Isobel shifted restlessly. The warmth was ebbing away from her body now, and she knew she couldn’t put it off much longer. Yet some instinctive air of preservation made her want to gather together all the facts first. ‘Why did you come here today, Tariq?’
He smiled. ‘I thought I’d just demonstrated that—to our mutual satisfaction.’
Her own smile was tight. So that had been a demonstration, had it? In the midst of her post-orgasmic glow, it was all too easy to forget his arrogance. ‘For sex?’ she queried. ‘Was that why you came?’
‘Yes. No. Oh, Izzy—I don’t know.’ He shook his head and gave a reluctant sigh, not wanting to analyse the powerful impulse which had brought him to her door today. Couldn’t she just enjoy the here and now and be satisfied with that? ‘Whatever it is, I’ve missed it.’
‘If it’s just sex you can get that from plenty of other women,’ she pointed out.
‘Then maybe it isn’t just sex,’ he said slowly. He lifted her chin with the tips of his fingers and she was caught in the brilliant ebony blaze of his eyes. ‘Maybe what I should have said is that I’ve missed you.’
Isobel’s heart missed a beat, and all the wistful longings she had suppressed as a matter of survival now came bubbling to the surface. ‘You’ve said that before,’ she whispered. ‘When you’ve come back from a trip.’
‘Yes, I know. But it was different this time— knowing that you weren’t going to be here. Telling me that it was over made me realise that I could lose you—and I don’t want to.’
Her heart crashed against her ribcage. ‘You don’t?’
‘No.’ He brushed his lips over hers. Back and forth and back and forth—until he could feel her shivering response. ‘What we have together is better than anything I’ve had with anyone else. I’m not promising you for
ever, Izzy, because I don’t think I can do that. And I haven’t changed my mind about children. But if you think you can be content with what we’ve got.... Well, then, let’s go for it.’

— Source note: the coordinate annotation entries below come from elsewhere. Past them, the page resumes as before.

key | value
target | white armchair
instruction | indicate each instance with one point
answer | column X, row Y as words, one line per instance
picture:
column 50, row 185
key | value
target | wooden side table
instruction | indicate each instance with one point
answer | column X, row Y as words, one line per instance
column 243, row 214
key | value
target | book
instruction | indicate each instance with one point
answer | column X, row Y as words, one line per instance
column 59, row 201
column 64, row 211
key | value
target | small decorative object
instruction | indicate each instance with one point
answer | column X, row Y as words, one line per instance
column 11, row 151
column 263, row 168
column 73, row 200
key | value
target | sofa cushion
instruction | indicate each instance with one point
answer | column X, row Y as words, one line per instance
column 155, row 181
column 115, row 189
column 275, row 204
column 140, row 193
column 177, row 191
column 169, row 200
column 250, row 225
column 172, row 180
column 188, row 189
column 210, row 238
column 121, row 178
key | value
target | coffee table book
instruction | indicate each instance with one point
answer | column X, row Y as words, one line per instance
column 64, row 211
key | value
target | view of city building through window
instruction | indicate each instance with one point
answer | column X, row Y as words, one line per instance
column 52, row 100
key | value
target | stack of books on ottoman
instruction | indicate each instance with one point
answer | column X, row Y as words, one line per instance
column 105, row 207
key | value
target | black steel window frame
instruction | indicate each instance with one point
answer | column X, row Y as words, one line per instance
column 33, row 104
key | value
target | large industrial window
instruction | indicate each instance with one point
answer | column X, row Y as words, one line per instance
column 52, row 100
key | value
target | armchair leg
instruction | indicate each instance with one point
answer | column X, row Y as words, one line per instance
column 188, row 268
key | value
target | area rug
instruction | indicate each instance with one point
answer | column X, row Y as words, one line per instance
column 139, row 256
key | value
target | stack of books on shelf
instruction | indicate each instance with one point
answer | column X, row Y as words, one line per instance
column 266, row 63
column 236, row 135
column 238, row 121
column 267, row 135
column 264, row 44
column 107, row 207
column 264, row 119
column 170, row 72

His words mocked her. Taunted her. They filled her with horror at what she must now do. Let’s go for it. That was the kind of thing a football coach said during the half-time pep talk—not a man who was telling you that you meant something really special to him. And Isobel realised what a mess she had made of everything. Despite her determination not to follow in her mother’s footsteps, she had ended up doing exactly that. She had hitched her star to a man who was unavailable. In Tariq’s case it wasn’t because he was married but because he was emotionally unavailable. And in a roundabout way he’d just told her that he always would be.
I haven’t changed my mind about children.
So now what did she do?
Feeling sick with nerves, she sat up, her unruly curls falling over her shoulders and providing some welcome cover for her aching breasts.
‘Before you say any more, there’s something I have to tell you, Tariq.’ She sucked in a shuddering breath, more nervous than she’d ever been as he suddenly tensed. She met the narrowed question in his ebony eyes. ‘You see...I’m going to have a baby.’
CHAPTER TWELVE
THE SILENCE IN THE room emphasised the sounds outside, which floated through the open window. The faint roar of traffic a long way below. The occasional toot of a car. A low plane flying overhead.
Isobel stared down at Tariq’s still figure, lying on the bed, and ironically she was reminded of the time when he’d lain in hospital. When he’d looked so lost and so vulnerable and her feelings for him had undergone a complete change.
But he wasn’t looking vulnerable now.
Far from it. She watched the expressions which shifted across his face like shadows. Shock morphing into disbelief and then quickly settling itself into a look which she’d been expecting all along.